Dr. Hee Cho, who is the project leader from Wonkwang University, said the following about this new glorified progressive trend: “Recently, eating insects has become of interest because of the increasing cost of animal protein, as well as the associated environmental issues.”
“Insects are a nutritious and healthy food source with high amounts of fatty acids, vitamins, minerals, fiber and high-quality protein — which is like that of meat,” Cho added.
Critics have speculated that this normalization of bugs as food is a tactic for combating the rise in cost of goods and our emerging energy crisis. All under the guise of health and environmental reasons.
Moreover, the same critics argue that those pushing this “new normal” will start with something like Grasshoppers (since “Chapulines” are typical in parts of Asia, South America, and Mexico).
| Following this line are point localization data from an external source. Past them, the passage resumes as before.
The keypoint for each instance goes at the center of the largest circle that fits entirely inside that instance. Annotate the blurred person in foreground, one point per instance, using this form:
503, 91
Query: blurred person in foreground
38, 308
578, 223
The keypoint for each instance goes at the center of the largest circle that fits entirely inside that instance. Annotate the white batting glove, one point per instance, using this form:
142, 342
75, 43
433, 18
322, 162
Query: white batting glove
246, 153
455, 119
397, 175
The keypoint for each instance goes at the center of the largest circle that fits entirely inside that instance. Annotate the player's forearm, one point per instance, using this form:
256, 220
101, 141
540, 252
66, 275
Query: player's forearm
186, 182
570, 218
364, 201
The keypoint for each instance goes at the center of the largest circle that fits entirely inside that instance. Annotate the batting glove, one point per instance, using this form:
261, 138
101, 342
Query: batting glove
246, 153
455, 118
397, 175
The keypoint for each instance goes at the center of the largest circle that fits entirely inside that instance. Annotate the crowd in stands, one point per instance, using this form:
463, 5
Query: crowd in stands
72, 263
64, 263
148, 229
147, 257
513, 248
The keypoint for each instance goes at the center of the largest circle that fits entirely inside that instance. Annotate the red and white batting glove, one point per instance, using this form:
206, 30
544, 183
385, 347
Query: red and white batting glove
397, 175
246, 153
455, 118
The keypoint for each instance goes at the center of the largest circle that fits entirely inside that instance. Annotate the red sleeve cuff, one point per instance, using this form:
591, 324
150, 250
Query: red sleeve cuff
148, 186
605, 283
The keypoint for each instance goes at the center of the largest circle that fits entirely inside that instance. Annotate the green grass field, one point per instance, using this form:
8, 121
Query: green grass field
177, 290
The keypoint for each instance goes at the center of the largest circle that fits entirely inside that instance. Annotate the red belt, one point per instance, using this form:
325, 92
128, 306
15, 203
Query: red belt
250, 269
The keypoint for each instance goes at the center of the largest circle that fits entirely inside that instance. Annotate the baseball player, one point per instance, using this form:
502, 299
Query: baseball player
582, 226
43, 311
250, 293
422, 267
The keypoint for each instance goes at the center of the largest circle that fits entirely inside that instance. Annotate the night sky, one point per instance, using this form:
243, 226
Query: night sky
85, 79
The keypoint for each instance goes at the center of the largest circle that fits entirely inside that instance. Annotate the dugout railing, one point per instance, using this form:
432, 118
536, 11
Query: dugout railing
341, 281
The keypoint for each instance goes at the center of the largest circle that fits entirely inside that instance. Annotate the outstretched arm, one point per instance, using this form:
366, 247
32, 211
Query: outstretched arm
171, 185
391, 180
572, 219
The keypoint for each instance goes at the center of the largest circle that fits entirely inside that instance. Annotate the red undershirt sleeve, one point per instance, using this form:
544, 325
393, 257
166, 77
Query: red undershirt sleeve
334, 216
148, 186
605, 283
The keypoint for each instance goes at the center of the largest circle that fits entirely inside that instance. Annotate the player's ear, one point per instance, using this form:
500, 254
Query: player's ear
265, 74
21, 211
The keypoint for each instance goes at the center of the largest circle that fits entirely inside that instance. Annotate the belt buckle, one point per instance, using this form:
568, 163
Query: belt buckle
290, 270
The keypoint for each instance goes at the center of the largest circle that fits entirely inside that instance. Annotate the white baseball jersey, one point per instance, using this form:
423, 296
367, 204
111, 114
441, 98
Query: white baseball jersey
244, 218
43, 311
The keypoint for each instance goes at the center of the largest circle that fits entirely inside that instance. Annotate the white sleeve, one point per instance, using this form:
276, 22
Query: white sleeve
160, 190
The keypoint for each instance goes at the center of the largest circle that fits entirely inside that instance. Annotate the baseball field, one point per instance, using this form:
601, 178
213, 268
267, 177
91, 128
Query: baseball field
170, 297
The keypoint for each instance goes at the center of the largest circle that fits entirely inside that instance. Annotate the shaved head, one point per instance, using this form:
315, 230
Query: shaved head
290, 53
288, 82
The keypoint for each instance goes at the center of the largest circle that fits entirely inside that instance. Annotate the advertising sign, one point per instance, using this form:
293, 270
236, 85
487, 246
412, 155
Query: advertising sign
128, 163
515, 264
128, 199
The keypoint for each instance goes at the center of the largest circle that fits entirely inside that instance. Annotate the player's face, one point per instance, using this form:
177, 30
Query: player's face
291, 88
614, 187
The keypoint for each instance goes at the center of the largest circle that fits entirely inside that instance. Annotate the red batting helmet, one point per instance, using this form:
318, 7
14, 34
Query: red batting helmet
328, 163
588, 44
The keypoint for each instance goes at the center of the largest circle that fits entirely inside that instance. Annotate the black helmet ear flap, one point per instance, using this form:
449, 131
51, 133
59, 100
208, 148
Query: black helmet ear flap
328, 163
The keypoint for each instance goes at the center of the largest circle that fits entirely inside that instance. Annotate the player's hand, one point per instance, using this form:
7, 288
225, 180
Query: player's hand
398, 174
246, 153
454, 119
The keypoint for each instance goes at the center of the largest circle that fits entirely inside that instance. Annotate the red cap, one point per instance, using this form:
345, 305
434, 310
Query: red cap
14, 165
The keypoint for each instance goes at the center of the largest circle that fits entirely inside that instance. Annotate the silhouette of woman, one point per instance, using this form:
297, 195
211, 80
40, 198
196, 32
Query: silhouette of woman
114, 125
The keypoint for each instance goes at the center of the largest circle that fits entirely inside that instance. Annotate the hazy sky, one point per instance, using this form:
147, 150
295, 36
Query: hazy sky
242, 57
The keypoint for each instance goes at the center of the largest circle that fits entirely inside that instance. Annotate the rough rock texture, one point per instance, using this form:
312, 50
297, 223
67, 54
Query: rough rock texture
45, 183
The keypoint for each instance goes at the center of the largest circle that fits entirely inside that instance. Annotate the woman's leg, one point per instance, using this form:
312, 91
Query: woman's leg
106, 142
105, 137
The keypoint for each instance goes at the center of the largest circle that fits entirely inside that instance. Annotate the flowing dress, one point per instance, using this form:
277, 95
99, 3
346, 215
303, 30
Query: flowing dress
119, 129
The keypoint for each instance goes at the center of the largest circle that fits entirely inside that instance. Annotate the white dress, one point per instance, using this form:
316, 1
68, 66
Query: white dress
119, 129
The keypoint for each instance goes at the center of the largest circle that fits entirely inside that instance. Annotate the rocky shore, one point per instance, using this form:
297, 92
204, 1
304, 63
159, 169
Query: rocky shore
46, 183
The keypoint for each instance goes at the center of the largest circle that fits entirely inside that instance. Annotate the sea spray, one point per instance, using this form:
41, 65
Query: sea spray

Then they will move towards normalizing the far more “out there” alternatives like cockroach milk.
Celebrities like Robert Downey Jr., Nicole Kidman, and Kim Kardashian have joined in on the bug train too. Convincing their heavily liberal audiences of the benefits of these protein alternatives. While selling the idea that the change is not monumental.
Americans who do not want to eat insects have become increasingly skeptical of the whole initiative. Especially after learning that snack foods are now being made with insects (often without consumer knowledge) as a primary ingredient.
For example, a Canadian food brand called ActuallyFoods lists Organic Cricket Flour as one of its ingredients. And Canada also recently announced that it has completed its construction of the world’s largest cricket production facility.